И к ним с надеждою безлистная тоска
корявые заламывает руки...

Пускай,
              что нам казалось на века,
ушло, размытое осенними дождями...
Но голос слышу твой издалека,
как птичий крик, повисший над полями.

                *  *  *
Среди вешних ветров, среди осыпей снега,
вспомнишь, вспомнишь ли дни -
                семицветные радуги?
Может, было то горе?..
                А, может, радость,
отзвучавшая эхом,
                отлетевшая смехом,
августовской развеянная прохладой?..

Или вдруг отрезвленный однажды
                прозреньем,
отчужденный разлукой,
                подавленный прозой,
ты забудешь,
              как ночи в нас сыпали звездами –
или памяти прошлого с новым изменишь?

           А потом мне почему-то захотелось наградить героя моей детской влюблённости синими глазами…

                *  *  *
На тебя мне трудно наглядеться:
взгляд твой переполнен синевой!
Я хочу перед прощаньем с детством
окунуться в счастье с головой!

Не таи мелькнувшую улыбку,
видишь: я печали не таю.
Я запомню грацию, и гибкость,
и отвагу юную твою!

...А потом через года и дали
суждено мне с горечью понять,
как мы много друг о друге знали,
как нам мало довелось узнать!..

             Но этого мне кажется недостаточно, и я решаю написать роман. Мне хочется изобразить моих друзей и подружек – и я решаюсь перенести действие в некое прошлое, чтобы никто не мог догадаться, о ком речь в этой книжке.
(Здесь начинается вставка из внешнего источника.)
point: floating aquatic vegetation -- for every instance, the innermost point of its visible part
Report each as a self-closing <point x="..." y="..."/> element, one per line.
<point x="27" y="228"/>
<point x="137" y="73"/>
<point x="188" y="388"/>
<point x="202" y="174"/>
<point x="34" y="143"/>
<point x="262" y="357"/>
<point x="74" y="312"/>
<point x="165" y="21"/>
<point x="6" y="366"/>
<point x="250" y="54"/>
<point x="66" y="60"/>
Называю её «Каравелла «Белая лилия», или Необыкновенные приключения современных людей в далёком прошлом».
              Все мои герои охвачены пылкими любовными чувствами, как и положено в романе. Моё дружеское расположение выражается в том, что Фариде я уступаю Лёню. Она ведь влюблена в него, не так ли? Имя у него в романе Артур Диккенс… Ничего себе – дала фамилию известного английского писателя! А Эдика я поручаю заботам моей другой подружки – одноклассницы Люды. Он в романе – некто вроде Паганеля, который вечно попадает в нелепые ситуации и приключения. К тому же книжный герой – пианист. По имени Эдмон Дантес.
                Почему Эдмон Дантес? Ну, Эдмон – это понятно, созвучие Эд-Эд. Но отчего возник Дантес – не знаю. Впрочем, отчего Дюма наделил своего героя такой фамилией – он ведь, наверняка, знал историю дуэли Пушкина? А Эдмон Дантес в романе Дюма – положительный герой. Как это можно сочетать с тем, что Дюма первый стал переводить Пушкина на французский! И Пушкин вообще его коллега! Он и кровью своей негритянской – родственник Дюма.
            Меня, Людку и Раиску увлекает это занятие – сочинение романа. Придумываем сюжет мы втроём. К нам присоединяется Фаридка. А записываю – я. Вместе с Людкой мы разыскиваем рисунки для романа. Кое-что я рисую сама, а что-то приходится заимствовать из журнала «Советский экран».

            «Эх, ты – писательница!.. – усмехается закадровый голос. – Эдик – вот кто станет настоящим писателем! И полвека будет дружить с твоим любимым поэтом Евтушенко. И будет писать о нём, и будет описывать свои приключения».